Cluster state data is successfully restored.

Restore Kafka Data and Messages

Delete the existing Kafka directory, run the command:
```
rm -r /tmp/kafka-logs/*
```
After directory deletion, the Kafka installation is similar to a fresh installation with no topics or messages present in it. Restore the backed up data, extract the files:
```
tar -C /tmp/kafka-logs -xzf /home/kafka/kafka-backup.tar.gz --strip-components 2
```
The -C flag specifies tar to change to the directory /tmp/kafka-logs before extracting the data. Specifying --strip 2 flag ensures that the archive’s contents are extracted in /tmp/kafka-logs/ and not in another directory (such as /tmp/kafka-logs/kafka-logs/) inside it.
Run exit to become a non-root user, then run the command:
```
sudo systemctl start kafka
```
Start the Zookeeper service
```
sudo systemctl start zookeeper
```
Login as Kafka root user. Run the command:
```
sudo -iu kafka
```
Kafka data is successfully restored.

Verify the Restoration

Once Kafka is successfully running, run the following command to read the messages:

~/kafka/bin/kafka-console-consumer.sh --bootstrap-server localhost:9092 --topic <TopicName> --from-beginning

Note:

If Kafka has not started up properly, you might encounter the following warning:

Output
[2018-09-13 15:52:45,234] WARN [Consumer clientId=consumer-1, groupId=console-consumer-87747] Connection to node -1 could not be established. Broker may not be available. (org.apache.kafka.clients.NetworkClient)

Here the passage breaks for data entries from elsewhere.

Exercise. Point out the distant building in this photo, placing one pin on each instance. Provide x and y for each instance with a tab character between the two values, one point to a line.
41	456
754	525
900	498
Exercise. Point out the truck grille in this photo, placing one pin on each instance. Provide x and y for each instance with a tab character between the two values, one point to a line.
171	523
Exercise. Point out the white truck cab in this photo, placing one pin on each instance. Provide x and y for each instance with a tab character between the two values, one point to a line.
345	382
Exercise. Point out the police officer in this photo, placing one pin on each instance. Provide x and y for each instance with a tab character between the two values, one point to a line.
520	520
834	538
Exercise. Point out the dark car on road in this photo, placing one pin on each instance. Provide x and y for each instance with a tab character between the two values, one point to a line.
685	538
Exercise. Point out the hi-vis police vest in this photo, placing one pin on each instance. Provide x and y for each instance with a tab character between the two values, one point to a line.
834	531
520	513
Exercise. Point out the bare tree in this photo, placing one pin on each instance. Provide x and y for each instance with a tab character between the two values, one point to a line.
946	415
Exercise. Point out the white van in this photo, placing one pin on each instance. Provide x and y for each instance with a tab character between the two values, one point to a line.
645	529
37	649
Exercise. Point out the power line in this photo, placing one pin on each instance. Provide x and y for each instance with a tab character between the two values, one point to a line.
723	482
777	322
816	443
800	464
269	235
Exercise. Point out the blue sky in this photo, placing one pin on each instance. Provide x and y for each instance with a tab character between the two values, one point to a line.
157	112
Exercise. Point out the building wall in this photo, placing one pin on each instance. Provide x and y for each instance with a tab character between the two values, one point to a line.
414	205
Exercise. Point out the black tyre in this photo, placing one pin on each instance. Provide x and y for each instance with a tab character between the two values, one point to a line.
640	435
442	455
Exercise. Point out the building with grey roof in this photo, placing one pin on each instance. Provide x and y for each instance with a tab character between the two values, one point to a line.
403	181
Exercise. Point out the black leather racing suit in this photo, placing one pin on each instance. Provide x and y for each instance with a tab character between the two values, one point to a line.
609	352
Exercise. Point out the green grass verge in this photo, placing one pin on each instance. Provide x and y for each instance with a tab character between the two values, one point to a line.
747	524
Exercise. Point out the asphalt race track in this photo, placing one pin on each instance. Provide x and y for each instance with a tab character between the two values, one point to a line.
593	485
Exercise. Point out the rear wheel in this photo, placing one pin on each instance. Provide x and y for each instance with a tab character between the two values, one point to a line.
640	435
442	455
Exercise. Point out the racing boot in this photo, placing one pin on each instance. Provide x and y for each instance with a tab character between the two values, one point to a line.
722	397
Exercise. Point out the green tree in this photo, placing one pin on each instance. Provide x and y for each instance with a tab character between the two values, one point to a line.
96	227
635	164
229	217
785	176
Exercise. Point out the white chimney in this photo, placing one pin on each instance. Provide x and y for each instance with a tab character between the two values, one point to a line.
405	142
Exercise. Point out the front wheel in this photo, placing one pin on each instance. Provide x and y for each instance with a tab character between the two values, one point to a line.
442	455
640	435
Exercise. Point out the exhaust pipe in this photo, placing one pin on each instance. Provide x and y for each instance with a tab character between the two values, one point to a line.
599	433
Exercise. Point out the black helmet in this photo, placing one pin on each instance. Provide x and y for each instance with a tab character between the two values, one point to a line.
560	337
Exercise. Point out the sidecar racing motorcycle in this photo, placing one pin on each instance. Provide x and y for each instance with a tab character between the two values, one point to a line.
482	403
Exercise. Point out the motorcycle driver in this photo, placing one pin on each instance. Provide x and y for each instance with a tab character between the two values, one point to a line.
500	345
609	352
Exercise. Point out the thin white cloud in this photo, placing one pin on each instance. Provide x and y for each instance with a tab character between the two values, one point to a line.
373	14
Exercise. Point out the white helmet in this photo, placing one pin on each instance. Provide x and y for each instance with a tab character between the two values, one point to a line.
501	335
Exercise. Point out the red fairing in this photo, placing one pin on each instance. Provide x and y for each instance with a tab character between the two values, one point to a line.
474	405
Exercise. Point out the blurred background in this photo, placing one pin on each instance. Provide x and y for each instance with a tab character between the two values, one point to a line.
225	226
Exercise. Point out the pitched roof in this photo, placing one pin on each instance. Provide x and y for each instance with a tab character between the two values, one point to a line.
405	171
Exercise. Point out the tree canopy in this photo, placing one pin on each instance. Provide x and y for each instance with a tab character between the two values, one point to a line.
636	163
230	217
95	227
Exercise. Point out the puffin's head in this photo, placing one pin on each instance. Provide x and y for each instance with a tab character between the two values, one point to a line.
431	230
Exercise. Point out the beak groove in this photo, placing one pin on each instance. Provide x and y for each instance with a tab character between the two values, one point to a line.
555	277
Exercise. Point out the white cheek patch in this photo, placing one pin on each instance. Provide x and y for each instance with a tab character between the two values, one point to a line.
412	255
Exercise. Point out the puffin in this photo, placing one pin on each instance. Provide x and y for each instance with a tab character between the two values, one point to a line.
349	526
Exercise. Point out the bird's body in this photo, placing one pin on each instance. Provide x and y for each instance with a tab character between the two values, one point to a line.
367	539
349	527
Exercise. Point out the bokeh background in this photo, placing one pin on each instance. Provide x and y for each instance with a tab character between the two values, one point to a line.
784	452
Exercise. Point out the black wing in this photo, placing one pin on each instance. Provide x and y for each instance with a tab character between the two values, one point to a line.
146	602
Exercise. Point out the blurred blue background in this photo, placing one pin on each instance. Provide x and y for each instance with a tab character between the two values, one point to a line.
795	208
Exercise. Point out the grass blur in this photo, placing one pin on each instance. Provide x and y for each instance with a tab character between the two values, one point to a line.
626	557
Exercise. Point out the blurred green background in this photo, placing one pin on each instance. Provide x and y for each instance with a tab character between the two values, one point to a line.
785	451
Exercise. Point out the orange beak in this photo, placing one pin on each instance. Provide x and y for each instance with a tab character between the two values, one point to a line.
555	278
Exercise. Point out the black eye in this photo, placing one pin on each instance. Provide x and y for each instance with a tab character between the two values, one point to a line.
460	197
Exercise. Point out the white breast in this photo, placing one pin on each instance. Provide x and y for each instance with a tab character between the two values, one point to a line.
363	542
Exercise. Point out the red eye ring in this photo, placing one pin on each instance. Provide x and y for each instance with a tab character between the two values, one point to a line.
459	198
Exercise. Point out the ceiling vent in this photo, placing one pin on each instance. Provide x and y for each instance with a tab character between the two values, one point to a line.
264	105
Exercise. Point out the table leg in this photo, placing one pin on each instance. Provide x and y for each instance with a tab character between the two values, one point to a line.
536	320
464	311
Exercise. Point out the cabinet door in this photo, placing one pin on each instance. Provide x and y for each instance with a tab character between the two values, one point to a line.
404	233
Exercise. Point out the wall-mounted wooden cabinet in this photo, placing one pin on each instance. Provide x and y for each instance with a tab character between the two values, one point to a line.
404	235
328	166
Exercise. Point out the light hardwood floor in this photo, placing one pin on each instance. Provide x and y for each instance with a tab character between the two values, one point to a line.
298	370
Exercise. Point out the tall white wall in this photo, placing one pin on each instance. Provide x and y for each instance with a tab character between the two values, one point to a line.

Always wait for Kafka to start fully before performing this step.

Retry the previous step if you encountered a warning, or run the following command (as non-root sudo user) to restart Kafka:
```
sudo systemctl restart kafka
```
The following message is displayed if restoration is successful:
```
Output
<Topic Message>
```
Note:
If you do not see this message, check if you missed out procedure steps in the previous section and run them.

A successful verification implies, data has been backed up and restored correctly in a single Kafka installation.